For nearly a decade he had lived a solitary ascetic life, but by 1960 seven other Coptic monks joined him, and the community expanded to 12 by 1964. The valley was entirely cut off from the outside world. For 12 years they read no newspapers and heard no radio. They lived in ground-caves, not unlike those in Cappadocia or Qumran. Some caves extended into the hillside and were covered in Coptic writings on plastered walls from early monastic settlements in the fourth century. The modern monks took turns to bake bread once a week. Water was carried on a donkey in petrol cans from an oasis.

Matta was determined that communal and solitary forms of Coptic Orthodox monasticism should exist in tandem, but he also taught that the most compelling development of the monastic vocation for himself was to be found in the solitary life. He frequently lived as a solitary, moving out of his monastic cell and into a cave.

In response to an appeal from the Coptic Patriarch Kyrillos VI the 12 monks of the Wadi Rayan moved north to the Wadi El Natroun in 1969 and developed the monastery of St Macarius the Great.

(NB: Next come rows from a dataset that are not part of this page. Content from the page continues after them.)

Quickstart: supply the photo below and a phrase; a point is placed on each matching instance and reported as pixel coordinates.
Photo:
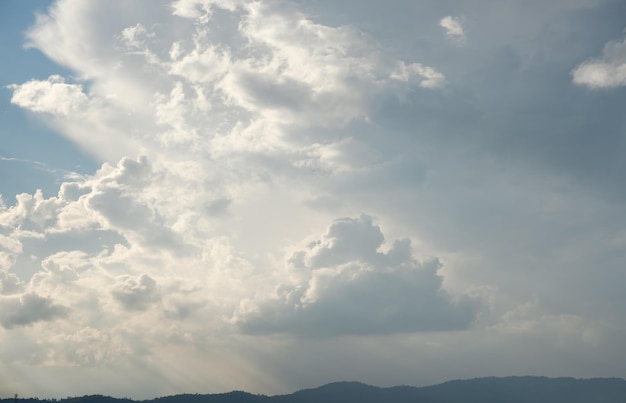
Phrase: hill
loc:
(480, 390)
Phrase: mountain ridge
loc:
(513, 389)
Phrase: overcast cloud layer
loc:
(298, 192)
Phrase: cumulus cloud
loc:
(29, 308)
(343, 284)
(135, 293)
(52, 96)
(608, 71)
(453, 27)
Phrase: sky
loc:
(201, 196)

Only six very tired and elderly fathers lived near the road between Cairo and Alexandria. Matta and his 12 companions cared for the frail old desert fathers and then reformed and reconstructed the monastery.

The scale of their achievement was remarkable. In 1971 Matta had 30 monks in the monastery, by 1981 over 80 and in 1991 over 100. In the 1980s President Anwar Sadat donated 2,000 hectares of desert land to the monks and a fleet of tractors to work it. A new well was drilled to obtain water. The monastery has a superb printing press and Matta's books and articles are distributed throughout the world, often in parallel Arabic/English texts.

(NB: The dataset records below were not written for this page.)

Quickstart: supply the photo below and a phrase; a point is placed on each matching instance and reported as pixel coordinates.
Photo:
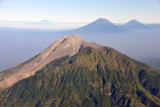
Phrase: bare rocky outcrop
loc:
(65, 46)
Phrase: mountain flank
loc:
(65, 46)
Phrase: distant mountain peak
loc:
(45, 21)
(101, 20)
(134, 21)
(134, 24)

In 2003, St Vladimir's Seminary Press in the United States published Matta's Orthodox Prayer Life: the interior way. The first edition, in Arabic, had been written in the desert in the early 1950s. Translations have appeared in French, German, Greek, Japanese and Russian, and abbreviated forms in 60 languages.

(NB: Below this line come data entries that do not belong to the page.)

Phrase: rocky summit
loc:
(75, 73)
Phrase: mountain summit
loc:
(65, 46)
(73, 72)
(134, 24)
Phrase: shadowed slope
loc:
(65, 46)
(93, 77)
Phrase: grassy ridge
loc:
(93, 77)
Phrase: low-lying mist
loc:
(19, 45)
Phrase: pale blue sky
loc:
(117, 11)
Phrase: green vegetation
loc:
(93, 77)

Most of the original band of monks in the Wadi El Rayan, when asked what directed them to the eremitical life, said that it was reading Matta's book on prayer. The book defined their monastic course. The practical works of the monastery are transfigured into one spiritual activity. Labour becomes a form of religious witness and a means of fraternal love. The only condition for admission to the monastery is that the aspirants should have some personal religious experience, even if only on a single occasion.

Matta represents an interior life that is perhaps rare in this time. He would affirm that whenever physical hunger became a problem he found fulfilment in meditation. If the biting cold of the desert winter was a danger, he found warmth in prayer. When people were harsh to him - "and their harshness was severe indeed" - he found comfort in his cell.

He described meditation and prayer as his food and drink, his clothing and his armour.